IBM’s cloud business includes both – as a service (infrastructure, software, platform and process) – and hardware, software and services that enable enterprise clients to design, build, operate and integrate private, public and hybrid clouds. The point is that the overall enterprise cloud marketplace is not defined by what providers are trying to sell, but by what clients are buying.
What are the challenges with the hybrid, multi-cloud strategy with regards to security, interface standards, and portability?
With so many clusters across so many environments, many organisations need the required visibility into their containerised software. They have to see where services are running, how to monitor usage across multiple clouds or how to keep track of clusters as if they were on a single environment. A solution in the form of a unified dashboard, would help improve visibility across all Kubernetes environments.
Managing security and governance with Kubernetes clusters across multiple clouds can be a challenge. There is the additional challenge of managing configurations and placing workloads based on compliance or capability. A good management tool should have integrated functions, so that security teams can see who has access to which features using a single user interface.
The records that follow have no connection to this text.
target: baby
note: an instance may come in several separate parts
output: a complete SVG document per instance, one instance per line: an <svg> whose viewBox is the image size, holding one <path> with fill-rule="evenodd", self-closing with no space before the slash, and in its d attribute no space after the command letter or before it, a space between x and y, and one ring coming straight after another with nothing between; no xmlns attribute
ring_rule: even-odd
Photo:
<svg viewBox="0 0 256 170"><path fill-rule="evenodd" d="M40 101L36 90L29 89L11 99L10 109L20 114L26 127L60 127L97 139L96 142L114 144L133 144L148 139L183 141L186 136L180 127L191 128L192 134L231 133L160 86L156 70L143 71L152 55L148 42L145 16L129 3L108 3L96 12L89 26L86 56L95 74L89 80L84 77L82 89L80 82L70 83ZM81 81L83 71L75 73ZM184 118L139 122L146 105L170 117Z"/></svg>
While Kubernetes has automation capabilities of its own, some businesses still lack crucial capabilities such as the ability to back up applications, options for managing disaster recovery or the ability to easily move workloads across environments. This portion of functionality is somewhat mature, through the IaaS evolution: services to provision, configure and deliver individual Kubernetes clusters as a service has to be now extended to support multiple cloud environments.
What are the steps taken by IBM to integrate Red Hat technologies?
IBM recognised the value of containers early on, and invested two years of IBM R&D resources to transform its software portfolio to be cloud-native. We are now delivering our cloud-native capabilities as pre-integrated solutions called IBM Cloud Paks. The IBM-certified and containerised software will provide a common operating model and common set of services – including identity management, security, monitoring and logging – and are designed to improve visibility and control across clouds together with a unified and intuitive dashboard.
IBM has optimised more than 100 products to run on Red Hat OpenShift. With new Cloud Paks and IBM software optimised for Red Hat OpenShift, enterprises can now build mission-critical applications once and run them anywhere – on all private and public clouds, including AWS, Microsoft Azure, Google Cloud Platform, Alibaba and IBM Cloud.